Emiliano Chamorro Mendieta| Especial para SOSViolencia

Imágenes Cortesía

En julio de 2018, el país estaba tomado por autoconvocados que demandaban la salida del poder de los dictadores, Daniel Ortega y Rosario Murillo, en el poder desde el 2007.

Para entonces, se acercaba el 19 de julio, la fecha emblemática del partido gobernante Frente Sandinista de Liberación Nacional (FSLN), para celebrar el derrocamiento del dictador, Anastasio Somoza.

Los tranques en las principales ciudades del país impedían a Ortega celebrar, por lo que, junto a su esposa, Rosario Murillo, dieron la orden de ejecutar la operación limpieza “al costo que fuera”, según lo reveló en su momento, el propio comisionado general y subdirector de la Policía Nacional, Ramón Avellán, quien precisamente es uno de los funcionarios del régimen sancionado por los Estados Unidos, por crímenes y violaciones a los derechos humanos en Nicaragua.

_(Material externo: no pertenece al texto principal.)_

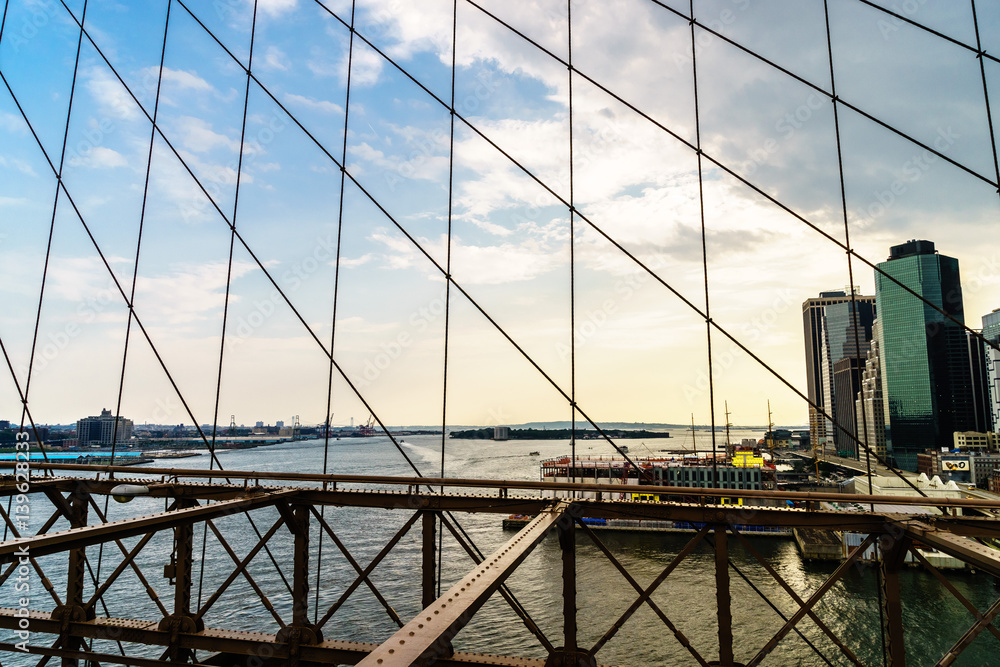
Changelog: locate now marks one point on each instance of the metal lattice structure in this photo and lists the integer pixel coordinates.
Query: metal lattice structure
(290, 507)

Avellán confeso ante los medios de comunicación oficialistas y sus redes sociales, que limpiarían Monimbó y Masaya “al costo que sea”.

 Y la orden de Ortega y Murillo se cumplió; Masaya, Carazo, León, Managua y otras ciudades del país, fueron cruelmente atacadas por las fuerzas combinadas de antimotines, fuerzas de choque, palas mecánicas, camiones y paramilitares. Decenas de muertos se contaban por toda Nicaragua ante la funesta operación, para que Ortega y Murillo, celebraran en medio de ríos de sangre su 19 de julio en plaza pública en el 2018, como lo hacen desde julio de 1979.